The Comfort of Saturdays
- Author: Alexander McCall Smith
- Language: English
- Series: The Sunday Philosophy Club Series
- Subject: Isabel Dalhousie
- Genre: Fiction
- Publisher: Little Brown
- Publication date: 2 October 2008
- Publication place: United Kingdom
- Media type: Hardback
- Pages: 234
- ISBN: 978-1-4087-0065-5
- Preceded by: The Careful Use of Compliments
- Followed by: The Lost Art of Gratitude

= The Comfort of Saturdays =

2008 novel by Alexander McCall Smith

The Comfort of Saturdays is the fifth book in The Sunday Philosophy Club Series by Alexander McCall Smith.
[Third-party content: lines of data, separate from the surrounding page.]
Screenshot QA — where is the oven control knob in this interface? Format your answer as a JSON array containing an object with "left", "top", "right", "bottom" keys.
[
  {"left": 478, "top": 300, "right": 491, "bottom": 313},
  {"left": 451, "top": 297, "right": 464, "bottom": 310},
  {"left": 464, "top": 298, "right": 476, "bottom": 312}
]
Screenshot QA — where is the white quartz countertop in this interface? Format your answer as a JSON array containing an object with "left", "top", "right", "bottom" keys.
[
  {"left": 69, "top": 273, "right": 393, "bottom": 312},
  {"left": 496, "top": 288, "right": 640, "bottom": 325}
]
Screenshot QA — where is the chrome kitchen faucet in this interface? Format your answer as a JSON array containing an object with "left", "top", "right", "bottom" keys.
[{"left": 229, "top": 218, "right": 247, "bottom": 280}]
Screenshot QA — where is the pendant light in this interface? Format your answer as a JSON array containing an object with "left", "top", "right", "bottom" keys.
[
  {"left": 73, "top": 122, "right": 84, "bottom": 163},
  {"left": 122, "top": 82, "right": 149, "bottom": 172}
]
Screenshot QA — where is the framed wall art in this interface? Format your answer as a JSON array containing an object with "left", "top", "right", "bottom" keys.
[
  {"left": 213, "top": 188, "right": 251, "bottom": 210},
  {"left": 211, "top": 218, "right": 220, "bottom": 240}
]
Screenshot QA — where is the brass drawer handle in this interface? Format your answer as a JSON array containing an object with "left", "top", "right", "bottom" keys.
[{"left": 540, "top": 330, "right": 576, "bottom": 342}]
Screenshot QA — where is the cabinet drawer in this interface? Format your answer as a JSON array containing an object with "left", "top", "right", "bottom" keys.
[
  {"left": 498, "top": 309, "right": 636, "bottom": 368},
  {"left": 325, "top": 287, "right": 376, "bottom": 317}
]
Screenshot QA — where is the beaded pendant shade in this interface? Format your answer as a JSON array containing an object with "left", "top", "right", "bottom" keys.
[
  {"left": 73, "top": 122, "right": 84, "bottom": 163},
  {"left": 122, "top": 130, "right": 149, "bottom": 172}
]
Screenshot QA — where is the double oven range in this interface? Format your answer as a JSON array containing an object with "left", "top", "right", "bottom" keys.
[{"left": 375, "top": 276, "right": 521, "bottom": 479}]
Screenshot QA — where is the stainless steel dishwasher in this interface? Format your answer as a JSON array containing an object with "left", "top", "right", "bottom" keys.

It was published in the U.S. as The Comforts of a Muddy Saturday.

==Plot==
A chance conversation draws Isabel Dalhousie into the case of a doctor, believed by his wife to have been unfairly disgraced in an affair of a dangerous drug.

Her niece, Cat, is on holiday, leaving Isabel to run the delicatessen and attempt to get closer to, and possibly help, Cat's assistant, Eddie, whom she believes to have been damaged by something in his past.

Somewhat to Isabel's disquiet, her fiancé, Jamie, strikes up a friendship with an arrogant American composer.